OpenAI Platform Overview
The OpenAI Platform at platform.openai.com is the developer-facing layer of OpenAI — an HTTP API that provides programmatic access to models, embeddings, speech, image generation, file storage, vector search, and batch processing. It is entirely separate from ChatGPT: the platform is for building applications, not for end-user chat.
Key API Endpoints
All endpoints are prefixed with https://api.openai.com:
| Endpoint | Purpose | Notes |
|---|---|---|
/v1/responses | Primary completions (Responses API) | Recommended for new work; replaces Assistants API |
/v1/chat/completions | Legacy Chat Completions | Stateless; still fully supported |
/v1/embeddings | Text embeddings | Use text-embedding-3-small or text-embedding-3-large |
/v1/audio/transcriptions | Speech-to-text | Whisper and gpt-4o-transcribe models |
/v1/audio/speech | Text-to-speech | tts-1, tts-1-hd, gpt-4o-mini-tts |
/v1/images/generations | Image generation | GPT-4o native image; DALL-E 3 deprecated May 2026 |
/v1/files | File upload and storage | Used by Responses API, fine-tuning, Batch API |
/v1/vector_stores | Vector store management | Hosted RAG; pair with file_search tool |
/v1/batch | Async bulk inference | 50% off; results within 24 hours |
Authentication
All API calls require authentication via a secret API key, passed as an HTTP header:
Authorization: Bearer sk-proj-...API keys are created at platform.openai.com/api-keys. Keys can be scoped to an organisation or further restricted to a specific Project within that organisation. Project-scoped keys are recommended for production — they limit access to only the resources a given application needs.

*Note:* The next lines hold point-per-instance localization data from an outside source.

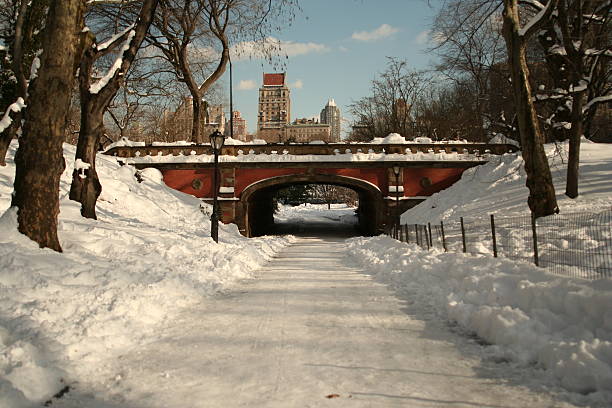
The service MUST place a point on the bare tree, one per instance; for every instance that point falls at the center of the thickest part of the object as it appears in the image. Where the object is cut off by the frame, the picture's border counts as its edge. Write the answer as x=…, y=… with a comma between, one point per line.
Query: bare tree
x=542, y=199
x=96, y=97
x=470, y=46
x=182, y=25
x=391, y=106
x=39, y=159
x=576, y=42
x=21, y=25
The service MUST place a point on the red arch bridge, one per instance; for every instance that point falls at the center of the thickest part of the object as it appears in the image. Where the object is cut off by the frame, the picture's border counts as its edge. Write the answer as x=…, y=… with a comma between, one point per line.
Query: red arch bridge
x=251, y=174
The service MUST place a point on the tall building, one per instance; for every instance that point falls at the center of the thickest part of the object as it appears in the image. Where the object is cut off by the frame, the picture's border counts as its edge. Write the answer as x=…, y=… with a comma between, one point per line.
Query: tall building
x=274, y=111
x=307, y=130
x=240, y=128
x=330, y=115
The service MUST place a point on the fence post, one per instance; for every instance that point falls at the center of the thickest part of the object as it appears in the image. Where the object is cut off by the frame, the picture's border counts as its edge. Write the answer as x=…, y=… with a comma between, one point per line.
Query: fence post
x=443, y=237
x=463, y=235
x=535, y=240
x=493, y=234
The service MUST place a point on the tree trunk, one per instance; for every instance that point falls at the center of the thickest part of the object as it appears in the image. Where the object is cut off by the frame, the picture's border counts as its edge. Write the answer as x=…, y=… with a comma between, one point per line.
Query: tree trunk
x=542, y=200
x=39, y=159
x=573, y=163
x=7, y=136
x=86, y=187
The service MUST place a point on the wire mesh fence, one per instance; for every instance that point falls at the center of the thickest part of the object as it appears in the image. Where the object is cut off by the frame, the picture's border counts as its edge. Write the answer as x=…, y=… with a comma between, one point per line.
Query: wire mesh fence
x=576, y=245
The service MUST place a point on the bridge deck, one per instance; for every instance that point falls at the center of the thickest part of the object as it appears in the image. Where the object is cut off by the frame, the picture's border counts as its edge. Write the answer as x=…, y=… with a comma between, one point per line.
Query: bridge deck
x=249, y=152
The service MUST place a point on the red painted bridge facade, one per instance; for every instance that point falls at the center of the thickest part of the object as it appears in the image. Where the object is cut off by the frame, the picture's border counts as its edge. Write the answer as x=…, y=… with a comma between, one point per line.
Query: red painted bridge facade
x=250, y=175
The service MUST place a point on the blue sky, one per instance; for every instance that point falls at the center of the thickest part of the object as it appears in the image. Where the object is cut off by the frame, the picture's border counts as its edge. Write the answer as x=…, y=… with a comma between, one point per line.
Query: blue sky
x=335, y=48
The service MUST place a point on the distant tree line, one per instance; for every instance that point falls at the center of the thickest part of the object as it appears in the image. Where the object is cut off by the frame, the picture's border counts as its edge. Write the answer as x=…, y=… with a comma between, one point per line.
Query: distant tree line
x=532, y=71
x=63, y=64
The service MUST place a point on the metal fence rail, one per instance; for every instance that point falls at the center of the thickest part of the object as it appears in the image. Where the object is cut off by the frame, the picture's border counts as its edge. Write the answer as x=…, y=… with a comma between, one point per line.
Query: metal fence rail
x=576, y=245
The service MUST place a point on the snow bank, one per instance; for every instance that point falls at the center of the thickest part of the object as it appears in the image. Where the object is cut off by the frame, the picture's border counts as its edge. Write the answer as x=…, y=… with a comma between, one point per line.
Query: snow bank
x=530, y=317
x=498, y=187
x=147, y=256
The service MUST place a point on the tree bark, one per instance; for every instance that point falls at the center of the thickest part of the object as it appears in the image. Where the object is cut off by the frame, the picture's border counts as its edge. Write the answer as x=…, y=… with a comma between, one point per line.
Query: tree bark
x=542, y=200
x=86, y=187
x=6, y=136
x=39, y=159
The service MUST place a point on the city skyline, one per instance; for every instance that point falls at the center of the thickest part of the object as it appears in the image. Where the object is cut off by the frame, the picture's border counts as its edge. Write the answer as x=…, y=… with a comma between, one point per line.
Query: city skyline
x=326, y=46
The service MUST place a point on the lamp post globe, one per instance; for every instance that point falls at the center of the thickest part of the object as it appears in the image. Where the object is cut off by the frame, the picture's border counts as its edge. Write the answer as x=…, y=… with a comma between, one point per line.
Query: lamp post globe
x=216, y=142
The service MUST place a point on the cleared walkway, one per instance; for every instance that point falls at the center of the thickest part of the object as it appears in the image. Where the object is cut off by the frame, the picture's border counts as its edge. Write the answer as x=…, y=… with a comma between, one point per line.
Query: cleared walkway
x=314, y=331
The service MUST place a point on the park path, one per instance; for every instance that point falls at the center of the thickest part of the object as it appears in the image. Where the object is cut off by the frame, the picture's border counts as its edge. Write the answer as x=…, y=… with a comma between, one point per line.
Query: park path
x=314, y=326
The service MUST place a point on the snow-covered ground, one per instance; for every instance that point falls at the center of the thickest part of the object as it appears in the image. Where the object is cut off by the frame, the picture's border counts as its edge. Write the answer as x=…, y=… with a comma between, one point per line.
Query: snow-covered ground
x=66, y=318
x=531, y=318
x=147, y=257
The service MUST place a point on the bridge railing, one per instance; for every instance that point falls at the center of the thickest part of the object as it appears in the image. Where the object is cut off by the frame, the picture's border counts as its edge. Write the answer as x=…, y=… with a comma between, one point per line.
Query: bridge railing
x=574, y=245
x=478, y=149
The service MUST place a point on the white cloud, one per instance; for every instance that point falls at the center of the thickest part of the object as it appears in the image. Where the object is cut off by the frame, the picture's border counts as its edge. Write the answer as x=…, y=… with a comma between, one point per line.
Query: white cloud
x=423, y=37
x=383, y=31
x=438, y=37
x=246, y=85
x=274, y=46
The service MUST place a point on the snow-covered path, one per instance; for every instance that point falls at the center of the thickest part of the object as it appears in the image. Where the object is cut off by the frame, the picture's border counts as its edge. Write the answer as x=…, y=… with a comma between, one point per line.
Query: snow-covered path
x=312, y=326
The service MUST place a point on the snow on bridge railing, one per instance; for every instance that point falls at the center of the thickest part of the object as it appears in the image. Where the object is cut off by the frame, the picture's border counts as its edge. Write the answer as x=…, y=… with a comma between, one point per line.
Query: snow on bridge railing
x=327, y=149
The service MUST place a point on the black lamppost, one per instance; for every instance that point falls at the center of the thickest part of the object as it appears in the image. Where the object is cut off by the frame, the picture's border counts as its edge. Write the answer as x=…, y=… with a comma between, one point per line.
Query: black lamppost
x=216, y=142
x=231, y=103
x=396, y=171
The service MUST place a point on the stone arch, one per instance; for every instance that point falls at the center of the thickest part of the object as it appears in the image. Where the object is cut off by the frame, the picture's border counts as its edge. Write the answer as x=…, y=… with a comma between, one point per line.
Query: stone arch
x=256, y=208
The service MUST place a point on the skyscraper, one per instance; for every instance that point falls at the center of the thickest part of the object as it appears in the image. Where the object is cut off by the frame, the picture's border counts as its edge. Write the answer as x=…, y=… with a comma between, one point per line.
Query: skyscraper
x=274, y=107
x=330, y=115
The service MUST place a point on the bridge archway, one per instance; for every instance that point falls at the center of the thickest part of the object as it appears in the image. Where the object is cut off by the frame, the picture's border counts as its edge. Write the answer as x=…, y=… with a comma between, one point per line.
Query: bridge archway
x=256, y=201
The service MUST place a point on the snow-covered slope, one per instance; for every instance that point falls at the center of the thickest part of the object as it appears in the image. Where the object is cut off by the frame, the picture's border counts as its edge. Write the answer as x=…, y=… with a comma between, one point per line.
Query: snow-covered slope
x=498, y=187
x=148, y=255
x=530, y=317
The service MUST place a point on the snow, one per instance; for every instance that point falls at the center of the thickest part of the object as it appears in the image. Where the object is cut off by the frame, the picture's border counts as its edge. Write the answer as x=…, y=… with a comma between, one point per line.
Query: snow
x=147, y=257
x=530, y=317
x=281, y=155
x=124, y=310
x=14, y=107
x=102, y=82
x=498, y=187
x=110, y=41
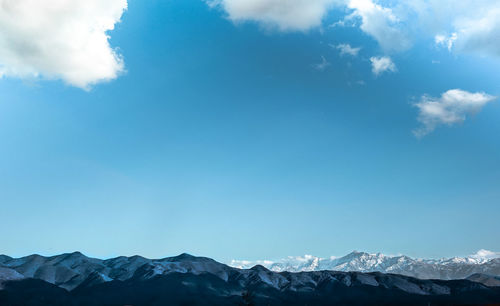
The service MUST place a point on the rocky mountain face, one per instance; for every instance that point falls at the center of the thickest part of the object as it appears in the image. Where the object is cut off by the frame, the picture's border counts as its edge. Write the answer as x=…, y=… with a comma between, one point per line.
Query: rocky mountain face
x=74, y=279
x=483, y=262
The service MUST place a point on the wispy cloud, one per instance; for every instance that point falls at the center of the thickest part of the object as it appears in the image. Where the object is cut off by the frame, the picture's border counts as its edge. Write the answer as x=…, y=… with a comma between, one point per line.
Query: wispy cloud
x=286, y=15
x=346, y=49
x=381, y=23
x=323, y=65
x=382, y=64
x=56, y=39
x=451, y=108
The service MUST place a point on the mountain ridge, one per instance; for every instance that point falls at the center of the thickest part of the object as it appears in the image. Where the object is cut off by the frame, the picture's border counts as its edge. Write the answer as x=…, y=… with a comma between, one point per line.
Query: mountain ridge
x=484, y=262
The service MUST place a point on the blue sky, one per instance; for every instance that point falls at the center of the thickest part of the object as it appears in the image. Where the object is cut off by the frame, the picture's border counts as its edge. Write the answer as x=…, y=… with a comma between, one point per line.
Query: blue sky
x=210, y=128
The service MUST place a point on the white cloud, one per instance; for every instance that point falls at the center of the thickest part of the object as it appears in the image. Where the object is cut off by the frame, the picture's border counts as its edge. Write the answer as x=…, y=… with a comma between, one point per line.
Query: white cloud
x=323, y=65
x=485, y=255
x=346, y=49
x=480, y=34
x=382, y=64
x=60, y=39
x=381, y=23
x=471, y=25
x=286, y=15
x=448, y=41
x=451, y=108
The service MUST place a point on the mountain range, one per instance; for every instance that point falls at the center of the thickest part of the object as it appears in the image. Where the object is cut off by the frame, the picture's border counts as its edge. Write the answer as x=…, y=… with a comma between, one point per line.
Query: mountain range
x=483, y=262
x=75, y=279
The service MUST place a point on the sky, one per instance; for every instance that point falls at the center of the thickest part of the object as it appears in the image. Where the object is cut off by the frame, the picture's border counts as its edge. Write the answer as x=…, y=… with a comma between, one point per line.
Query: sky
x=239, y=129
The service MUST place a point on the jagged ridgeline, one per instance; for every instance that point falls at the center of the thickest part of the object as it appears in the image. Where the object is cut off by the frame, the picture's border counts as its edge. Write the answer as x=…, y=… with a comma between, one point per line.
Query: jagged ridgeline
x=74, y=279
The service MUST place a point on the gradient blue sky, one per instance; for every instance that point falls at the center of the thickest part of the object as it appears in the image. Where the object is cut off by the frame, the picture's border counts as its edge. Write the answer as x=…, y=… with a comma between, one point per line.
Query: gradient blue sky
x=224, y=139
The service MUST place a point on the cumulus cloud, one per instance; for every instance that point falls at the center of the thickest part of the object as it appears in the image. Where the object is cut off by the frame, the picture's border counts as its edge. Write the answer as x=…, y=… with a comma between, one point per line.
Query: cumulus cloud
x=286, y=15
x=479, y=34
x=451, y=108
x=60, y=39
x=323, y=65
x=346, y=49
x=381, y=23
x=382, y=64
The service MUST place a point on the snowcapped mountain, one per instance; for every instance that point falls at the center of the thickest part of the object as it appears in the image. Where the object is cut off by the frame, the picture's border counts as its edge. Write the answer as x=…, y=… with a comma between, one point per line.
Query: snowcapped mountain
x=75, y=279
x=485, y=262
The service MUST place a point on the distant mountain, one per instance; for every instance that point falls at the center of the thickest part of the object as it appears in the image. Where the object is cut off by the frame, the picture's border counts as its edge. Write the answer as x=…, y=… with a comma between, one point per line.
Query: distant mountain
x=484, y=262
x=488, y=280
x=74, y=279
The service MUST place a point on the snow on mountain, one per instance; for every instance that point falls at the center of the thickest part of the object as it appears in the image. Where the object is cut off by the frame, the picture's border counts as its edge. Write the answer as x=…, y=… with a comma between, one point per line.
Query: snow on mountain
x=72, y=270
x=447, y=268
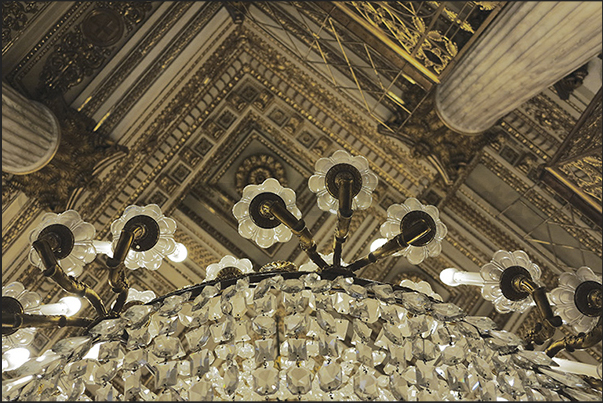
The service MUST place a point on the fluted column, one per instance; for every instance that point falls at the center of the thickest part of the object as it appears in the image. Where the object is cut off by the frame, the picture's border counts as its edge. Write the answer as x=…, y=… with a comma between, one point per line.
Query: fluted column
x=30, y=133
x=529, y=46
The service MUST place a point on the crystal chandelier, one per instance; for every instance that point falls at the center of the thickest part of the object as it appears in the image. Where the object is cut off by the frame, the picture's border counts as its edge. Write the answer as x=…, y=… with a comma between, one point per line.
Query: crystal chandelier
x=278, y=332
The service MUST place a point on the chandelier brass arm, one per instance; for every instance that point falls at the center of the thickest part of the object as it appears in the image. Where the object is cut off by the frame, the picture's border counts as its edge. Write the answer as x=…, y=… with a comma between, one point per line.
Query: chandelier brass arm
x=408, y=236
x=581, y=341
x=15, y=320
x=344, y=216
x=298, y=227
x=516, y=283
x=54, y=271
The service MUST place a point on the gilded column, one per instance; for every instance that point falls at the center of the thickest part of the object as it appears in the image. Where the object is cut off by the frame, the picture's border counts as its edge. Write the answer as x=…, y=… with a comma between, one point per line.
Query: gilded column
x=530, y=46
x=30, y=133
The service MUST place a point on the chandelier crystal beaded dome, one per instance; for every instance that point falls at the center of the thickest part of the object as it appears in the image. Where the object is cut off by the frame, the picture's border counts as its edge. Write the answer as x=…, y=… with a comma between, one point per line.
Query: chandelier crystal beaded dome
x=282, y=333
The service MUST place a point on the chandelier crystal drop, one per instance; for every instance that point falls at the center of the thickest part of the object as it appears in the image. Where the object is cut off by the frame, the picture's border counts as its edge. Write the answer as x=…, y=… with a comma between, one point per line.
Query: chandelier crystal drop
x=73, y=258
x=278, y=332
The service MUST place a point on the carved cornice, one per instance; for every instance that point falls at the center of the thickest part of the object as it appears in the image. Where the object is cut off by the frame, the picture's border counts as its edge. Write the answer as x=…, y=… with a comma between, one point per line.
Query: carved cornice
x=255, y=169
x=486, y=227
x=15, y=77
x=337, y=113
x=72, y=168
x=146, y=45
x=214, y=233
x=166, y=121
x=549, y=115
x=30, y=210
x=583, y=235
x=578, y=160
x=17, y=16
x=121, y=108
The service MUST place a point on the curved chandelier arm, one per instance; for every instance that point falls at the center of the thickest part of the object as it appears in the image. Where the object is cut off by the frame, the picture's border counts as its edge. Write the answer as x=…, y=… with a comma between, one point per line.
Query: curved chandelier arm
x=16, y=320
x=414, y=232
x=53, y=270
x=526, y=284
x=581, y=341
x=298, y=227
x=119, y=284
x=344, y=216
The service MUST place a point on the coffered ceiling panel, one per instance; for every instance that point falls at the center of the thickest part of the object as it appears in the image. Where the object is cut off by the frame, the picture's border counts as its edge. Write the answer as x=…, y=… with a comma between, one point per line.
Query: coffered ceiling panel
x=192, y=101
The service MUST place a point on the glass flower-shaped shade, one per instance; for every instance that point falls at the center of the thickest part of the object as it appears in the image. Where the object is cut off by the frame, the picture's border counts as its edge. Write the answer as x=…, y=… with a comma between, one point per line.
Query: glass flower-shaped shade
x=391, y=227
x=212, y=271
x=421, y=286
x=306, y=338
x=153, y=257
x=318, y=182
x=492, y=271
x=30, y=301
x=565, y=304
x=83, y=251
x=264, y=237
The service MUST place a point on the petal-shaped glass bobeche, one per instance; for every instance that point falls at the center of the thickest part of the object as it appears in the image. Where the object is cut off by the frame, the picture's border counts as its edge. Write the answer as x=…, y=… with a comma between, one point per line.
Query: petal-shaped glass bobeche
x=264, y=237
x=30, y=301
x=152, y=258
x=317, y=182
x=212, y=271
x=391, y=227
x=491, y=273
x=83, y=251
x=564, y=302
x=267, y=339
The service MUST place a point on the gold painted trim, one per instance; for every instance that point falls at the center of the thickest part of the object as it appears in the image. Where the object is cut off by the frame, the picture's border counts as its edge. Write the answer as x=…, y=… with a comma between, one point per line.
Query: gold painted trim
x=50, y=155
x=381, y=36
x=588, y=199
x=445, y=123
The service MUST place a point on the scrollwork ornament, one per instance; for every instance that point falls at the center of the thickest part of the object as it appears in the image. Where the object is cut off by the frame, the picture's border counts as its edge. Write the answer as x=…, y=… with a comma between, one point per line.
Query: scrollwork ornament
x=15, y=17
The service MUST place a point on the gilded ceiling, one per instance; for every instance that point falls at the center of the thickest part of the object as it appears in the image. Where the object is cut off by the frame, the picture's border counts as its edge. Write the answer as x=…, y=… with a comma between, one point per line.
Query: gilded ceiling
x=182, y=104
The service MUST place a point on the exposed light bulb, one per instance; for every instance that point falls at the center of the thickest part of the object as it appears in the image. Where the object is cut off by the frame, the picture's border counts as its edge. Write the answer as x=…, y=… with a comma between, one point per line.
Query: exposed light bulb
x=72, y=305
x=454, y=277
x=447, y=276
x=14, y=358
x=578, y=367
x=377, y=243
x=180, y=254
x=103, y=247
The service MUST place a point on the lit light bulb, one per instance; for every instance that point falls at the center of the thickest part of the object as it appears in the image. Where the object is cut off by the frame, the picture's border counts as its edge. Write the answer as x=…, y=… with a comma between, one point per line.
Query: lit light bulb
x=67, y=306
x=93, y=352
x=454, y=277
x=103, y=247
x=377, y=243
x=447, y=276
x=14, y=358
x=578, y=367
x=72, y=305
x=180, y=254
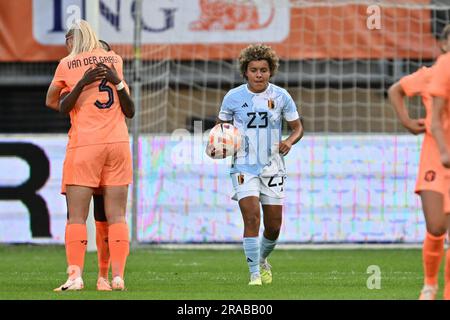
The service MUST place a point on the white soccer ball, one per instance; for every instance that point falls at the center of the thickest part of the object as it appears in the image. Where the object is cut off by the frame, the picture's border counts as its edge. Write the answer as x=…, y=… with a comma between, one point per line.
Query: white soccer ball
x=224, y=141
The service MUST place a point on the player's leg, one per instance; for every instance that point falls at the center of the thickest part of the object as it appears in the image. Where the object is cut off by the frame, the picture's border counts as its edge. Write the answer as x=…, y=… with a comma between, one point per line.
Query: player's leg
x=116, y=176
x=272, y=224
x=101, y=237
x=447, y=261
x=433, y=245
x=118, y=234
x=78, y=200
x=447, y=255
x=272, y=199
x=250, y=210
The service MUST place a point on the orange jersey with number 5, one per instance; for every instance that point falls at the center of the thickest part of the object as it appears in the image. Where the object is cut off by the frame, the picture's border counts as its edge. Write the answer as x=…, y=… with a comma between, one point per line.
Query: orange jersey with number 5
x=97, y=117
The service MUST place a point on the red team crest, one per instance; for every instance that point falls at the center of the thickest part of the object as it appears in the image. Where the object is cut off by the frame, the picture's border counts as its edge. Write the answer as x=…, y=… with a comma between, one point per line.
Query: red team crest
x=430, y=175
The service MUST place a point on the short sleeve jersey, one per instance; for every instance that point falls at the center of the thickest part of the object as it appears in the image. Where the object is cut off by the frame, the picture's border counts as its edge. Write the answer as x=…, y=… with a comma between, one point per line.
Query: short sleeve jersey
x=440, y=86
x=97, y=117
x=417, y=84
x=258, y=117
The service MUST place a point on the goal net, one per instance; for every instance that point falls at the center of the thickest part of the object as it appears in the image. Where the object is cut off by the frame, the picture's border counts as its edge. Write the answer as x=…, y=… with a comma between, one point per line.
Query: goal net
x=351, y=178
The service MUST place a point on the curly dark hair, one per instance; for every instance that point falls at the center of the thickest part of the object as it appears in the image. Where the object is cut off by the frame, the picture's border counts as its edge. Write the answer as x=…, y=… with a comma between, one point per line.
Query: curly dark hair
x=257, y=52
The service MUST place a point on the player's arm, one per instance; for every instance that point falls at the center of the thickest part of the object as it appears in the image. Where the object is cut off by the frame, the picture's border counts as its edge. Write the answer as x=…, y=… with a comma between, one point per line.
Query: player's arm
x=52, y=98
x=126, y=103
x=396, y=96
x=439, y=105
x=91, y=75
x=295, y=136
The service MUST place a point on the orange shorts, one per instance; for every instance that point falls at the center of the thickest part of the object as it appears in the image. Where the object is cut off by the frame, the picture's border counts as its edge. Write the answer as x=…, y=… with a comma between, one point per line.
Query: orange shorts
x=433, y=176
x=98, y=165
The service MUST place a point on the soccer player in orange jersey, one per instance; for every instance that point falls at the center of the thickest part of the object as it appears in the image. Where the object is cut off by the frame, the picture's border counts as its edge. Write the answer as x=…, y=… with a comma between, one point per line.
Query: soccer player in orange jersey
x=101, y=224
x=98, y=152
x=431, y=184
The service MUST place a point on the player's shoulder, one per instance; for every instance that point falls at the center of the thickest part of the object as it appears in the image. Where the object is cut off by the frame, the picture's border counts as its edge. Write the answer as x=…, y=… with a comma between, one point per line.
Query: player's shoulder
x=279, y=91
x=443, y=58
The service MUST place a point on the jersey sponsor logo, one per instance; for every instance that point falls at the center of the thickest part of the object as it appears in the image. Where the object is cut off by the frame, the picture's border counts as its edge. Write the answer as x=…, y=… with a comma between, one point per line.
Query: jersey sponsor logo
x=430, y=175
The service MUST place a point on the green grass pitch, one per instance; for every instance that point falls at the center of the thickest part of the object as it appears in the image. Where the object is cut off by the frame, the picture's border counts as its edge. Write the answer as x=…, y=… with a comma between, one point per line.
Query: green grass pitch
x=31, y=272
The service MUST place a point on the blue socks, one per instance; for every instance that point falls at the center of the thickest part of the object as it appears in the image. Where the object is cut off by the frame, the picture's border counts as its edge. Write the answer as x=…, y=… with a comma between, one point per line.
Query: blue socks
x=267, y=247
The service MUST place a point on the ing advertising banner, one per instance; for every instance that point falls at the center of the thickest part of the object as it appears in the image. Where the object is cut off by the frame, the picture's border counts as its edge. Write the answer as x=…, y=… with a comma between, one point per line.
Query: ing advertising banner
x=33, y=30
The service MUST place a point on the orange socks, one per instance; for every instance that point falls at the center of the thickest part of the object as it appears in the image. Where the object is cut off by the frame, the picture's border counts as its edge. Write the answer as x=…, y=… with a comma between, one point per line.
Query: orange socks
x=76, y=243
x=101, y=237
x=447, y=276
x=433, y=250
x=119, y=247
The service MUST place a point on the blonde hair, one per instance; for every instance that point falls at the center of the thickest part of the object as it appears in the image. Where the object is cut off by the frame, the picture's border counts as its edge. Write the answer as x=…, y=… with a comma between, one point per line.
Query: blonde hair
x=84, y=38
x=256, y=52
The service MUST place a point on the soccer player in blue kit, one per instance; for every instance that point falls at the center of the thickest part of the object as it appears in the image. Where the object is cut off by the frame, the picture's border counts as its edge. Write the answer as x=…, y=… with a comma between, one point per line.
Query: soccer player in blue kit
x=258, y=173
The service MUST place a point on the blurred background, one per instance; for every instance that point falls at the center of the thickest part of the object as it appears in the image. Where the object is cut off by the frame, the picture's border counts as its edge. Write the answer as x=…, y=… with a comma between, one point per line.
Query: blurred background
x=350, y=179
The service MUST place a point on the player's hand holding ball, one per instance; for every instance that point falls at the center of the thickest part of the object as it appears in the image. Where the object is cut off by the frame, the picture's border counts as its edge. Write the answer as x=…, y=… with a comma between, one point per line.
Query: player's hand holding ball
x=224, y=141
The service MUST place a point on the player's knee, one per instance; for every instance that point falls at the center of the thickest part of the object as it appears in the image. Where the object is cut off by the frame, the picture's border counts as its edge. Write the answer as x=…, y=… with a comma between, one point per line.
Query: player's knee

Store your API key in an environment variable (OPENAI_API_KEY) and never hardcode it in source files or commit it to version control.
Rate Limits
OpenAI enforces rate limits across five dimensions simultaneously. Hitting any one of them triggers a 429 Too Many Requests error:
Rate Limit Dimensions
- RPM — Requests Per Minute
- RPD — Requests Per Day
- TPM — Tokens Per Minute
- TPD — Tokens Per Day
- IPM — Images Per Minute (image endpoints)
Handling 429 Errors
- Implement exponential backoff with jitter
- Check and respect the
Retry-Afterheader - Use the Batch API for non-time-sensitive workloads
- Monitor TPM usage — often hit before RPM
Rate limits are applied per organisation and per endpoint. They are not shared across different model families — GPT-5 limits are separate from o3 limits, which are separate from embedding limits.
Usage Tiers
OpenAI uses an automatic tier upgrade system. As your payment history and usage grow, your organisation is automatically promoted to higher tiers with higher rate limits:
| Tier | Eligibility | Typical RPM (GPT-5) |
|---|---|---|
| Free | New account, no payment added | 3 |
| Tier 1 | $5+ paid | 500 |
| Tier 2 | $50+ paid, 7+ days since first payment | 5,000 |
| Tier 3 | $100+ paid, 7+ days | 5,000 |
| Tier 4 | $250+ paid, 14+ days | 10,000 |
| Tier 5 | $1,000+ paid, 30+ days | 30,000 |
Batch API quota is tracked separately from real-time quotas and does not count against your synchronous rate limits.
Checklist
- What HTTP header carries the API key in OpenAI API requests?
- What is the difference between the Responses API endpoint and the Chat Completions endpoint?
- Name the five rate limit dimensions OpenAI enforces.
- How does tier promotion work — is it manual or automatic?
- Why should you use project-scoped API keys in production?